Fahrenheit: „Blickt nicht weg, wenn Unrecht spricht!“

Christian Fahrenheit

„Blickt nicht weg, wenn Unrecht spricht. Denn Wegsehen und auch Schweigen gibt dem Dunkeln Licht. Fühlt mit und bleibt auch menschlich, hört zu, um zu versteh’n. Nur so könnt ihr in Zukunft in Freiheit vorwärtsgehen.“ Diese Botschaft will Christian Fahrenheit seinen Kindern mit seinem Song „Vom Wind verweht“ auf den Weg geben. Das Video zum Thema Erinnerungskultur wird er am 2. August anlässlich des Europäischen Holocaust-Gedenktages für Sinti und Roma auf seinem YouTube-Kanal hochladen. Der Titel des Liedes ist Teil einer Botschaft an VIELE: „Denn am Ende steht die Frage, bevor der Wind sich wieder dreht: Haben wir den Mut bewiesen? Oder ist es schon zu spät?“

Cover "Vom Wind verweht"

Entstehungsgeschichte

Den Text hat Fahrenheit nach einer Begebenheit kürzlich am Bahnhof in Göttingen geschrieben. Dort hat er eine Person gesehen, die offen einen tätowierten Reichsadler zeigte. Das offene Zeigen rechtsextremer Überzeugung sei für ihn ungewohnt und besorgniserregend gewesen. Geschichte werde heute verharmlost, der Ton rauer. „Dabei müssen wir uns für das größte Verbrechen der Menschheit verantworten.“ Mit dem Lied wolle er an „unsere gemeinsame Vergangenheit“ erinnern.

Bildnachweis: Christian Fahrenheit

5 Kommentare zu „Fahrenheit: „Blickt nicht weg, wenn Unrecht spricht!““

  1. Erinnern und mahnen sind wichtig, es darf jedoch nicht so weit gehen, dass sich Nachkommen dafür verantwortlich fühlen, was ihre Vorfahren getan haben.

    Und genau dieses Gefühl scheinen einige Menschen zu haben und tendieren dann dazu, eine Stimme zu suchen, die sie gegen die „gefühlte Mitschuld“ vertritt.

    Man darf auch nicht vergessen, dass nicht jeder den Mut aufbringen kann, sich dem Unrecht entgegen zu stellen.
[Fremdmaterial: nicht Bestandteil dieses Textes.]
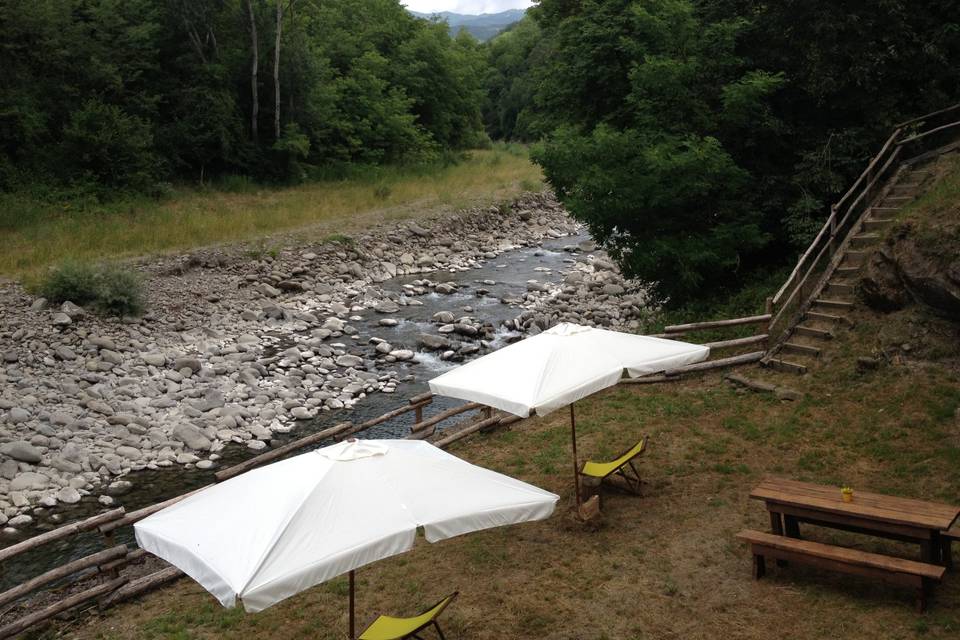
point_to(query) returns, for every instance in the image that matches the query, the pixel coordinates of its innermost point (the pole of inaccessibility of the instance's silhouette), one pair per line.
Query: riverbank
(664, 564)
(37, 234)
(241, 346)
In Orten wo man zu der Minderheit gehört, nutzt die Solidarität von für eine Demo Angereisten spätestens nach der Abreise den Menschen vor Ort nichts mehr.

    Antworten
    • Die Verantwortung der nachkommenden Generationen ist nicht in persönlicher Schuld begründet, sondern liegt darin, als Gesellschaft vergangene Verbrechen zu reflektieren und daraus Schlussfolgerungen für gegenwärtiges Handeln abzuleiten.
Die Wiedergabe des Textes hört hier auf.